Lorsque le peuple prend d’assaut la Bastille, les aristocrates impliqués fuient et abandonnent le roi. Tous les privilèges sont abolis et le Vexin est redécoupé en trois : l’Oise, l’Eure, et la Seine et Oise. Ainsi, en 1792, ceux qui refusent d’abandonner leurs privilèges, comme le duc de la Rochefoucauld près de Gisors, sont poursuivis et exécutés. De nouveaux leaders émergent sur le champ de bataille, comme le jeune Napoléon Bonaparte, qui saura profiter de cette turbulence.

Heureusement, les destructions de la révolution épargnent miraculeusement les églises et châteaux du Vexin. En outre, l’industrialisation de Paris reste circonscrite aux alentours immédiats de la capitale, préservant ainsi la beauté et la typicité du Vexin. Cette singularité attire les impressionnistes à la fin du 19ème siècle, qui trouvent l’inspiration dans ses paysages lumineux. Le Vexin devient rapidement un site prisé, d’artistes tels que Pissaro à Ennery et Pontoise, Cézanne à Marines, Monet à Vétheuil, sans oublier les talents de Van Gogh, Daubigny, Corot, et Vlaminck à Auvers-sur-Oise. Le charme du Vexin perdure au fil du XXème siècle, attirant les Parisiens en quête de tranquillité, construisant ainsi des résidences secondaires.

Vexin moderne

Le parc naturel

Créé en mai 1995, le parc reprend les contours du Vexin français. Géré par l’Île-de-France, le Val d’Oise et les Yvelines, il regroupe 99 communes et 6 communautés de communes. Son objectif est de favoriser un développement harmonieux qui repose sur la préservation des patrimoines naturels, culturels et architecturaux.

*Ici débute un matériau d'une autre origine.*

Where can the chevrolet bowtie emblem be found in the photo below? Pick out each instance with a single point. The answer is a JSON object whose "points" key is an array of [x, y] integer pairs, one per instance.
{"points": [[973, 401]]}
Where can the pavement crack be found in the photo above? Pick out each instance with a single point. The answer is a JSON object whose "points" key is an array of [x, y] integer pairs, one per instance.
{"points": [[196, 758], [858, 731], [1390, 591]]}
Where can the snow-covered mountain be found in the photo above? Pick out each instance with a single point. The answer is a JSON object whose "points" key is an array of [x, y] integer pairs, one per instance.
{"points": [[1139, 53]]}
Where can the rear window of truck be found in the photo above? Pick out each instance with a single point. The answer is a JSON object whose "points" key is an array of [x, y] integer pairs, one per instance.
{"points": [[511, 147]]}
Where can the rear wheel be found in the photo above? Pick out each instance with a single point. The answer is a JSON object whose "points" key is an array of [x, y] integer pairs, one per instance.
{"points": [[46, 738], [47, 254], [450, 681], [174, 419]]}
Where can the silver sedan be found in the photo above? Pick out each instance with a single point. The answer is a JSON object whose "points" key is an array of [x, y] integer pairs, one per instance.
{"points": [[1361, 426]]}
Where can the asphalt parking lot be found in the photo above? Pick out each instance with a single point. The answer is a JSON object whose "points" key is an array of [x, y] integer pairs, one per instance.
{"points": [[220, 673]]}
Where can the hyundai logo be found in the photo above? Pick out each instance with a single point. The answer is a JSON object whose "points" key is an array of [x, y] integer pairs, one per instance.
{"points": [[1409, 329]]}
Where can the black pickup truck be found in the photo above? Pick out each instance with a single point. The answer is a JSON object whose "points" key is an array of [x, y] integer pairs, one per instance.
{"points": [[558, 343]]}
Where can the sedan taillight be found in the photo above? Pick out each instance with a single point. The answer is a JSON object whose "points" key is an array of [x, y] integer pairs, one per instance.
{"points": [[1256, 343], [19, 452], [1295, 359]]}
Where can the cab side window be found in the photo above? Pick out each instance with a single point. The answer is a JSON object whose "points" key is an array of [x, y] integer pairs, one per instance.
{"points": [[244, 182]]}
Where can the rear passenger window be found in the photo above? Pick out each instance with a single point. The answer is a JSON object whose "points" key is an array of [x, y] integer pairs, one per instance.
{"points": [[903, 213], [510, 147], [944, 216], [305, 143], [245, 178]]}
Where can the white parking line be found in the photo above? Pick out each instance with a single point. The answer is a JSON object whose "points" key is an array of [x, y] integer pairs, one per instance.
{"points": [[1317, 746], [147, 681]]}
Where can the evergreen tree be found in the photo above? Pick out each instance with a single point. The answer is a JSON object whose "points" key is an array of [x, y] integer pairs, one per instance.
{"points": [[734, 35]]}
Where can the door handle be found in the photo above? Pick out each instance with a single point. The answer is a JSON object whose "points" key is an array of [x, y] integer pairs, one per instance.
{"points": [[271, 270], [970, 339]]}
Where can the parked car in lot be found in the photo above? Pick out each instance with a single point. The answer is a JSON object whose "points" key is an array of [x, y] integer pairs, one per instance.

Le Vexin français se distingue par ses paysages variés et ses habitats uniques (coteaux calcaires, marais, forêts…). Ses vallées, tantôt longues et étroites, tantôt larges et fleuries, comme celles de Viosne et du Sausseron, ponctuent ce plateau. Les buttes d’Arthies, de Rosne et de Marines confèrent une silhouette boisée au paysage, ayant conservé leur couverture de sable et de meulière.

Le patrimoine bâti du Vexin français s’illustre également, en contraste avec les châteaux, églises, et domaines agricoles, il est ponctué de croix, moulins, fontaines, pigeonniers et lavoirs qui frappent par leur simplicité.

En 2014, le Vexin français devient le premier Parc naturel régional reconnu « Pays d’art et d’histoire » par le Ministère de la Culture et de la Communication.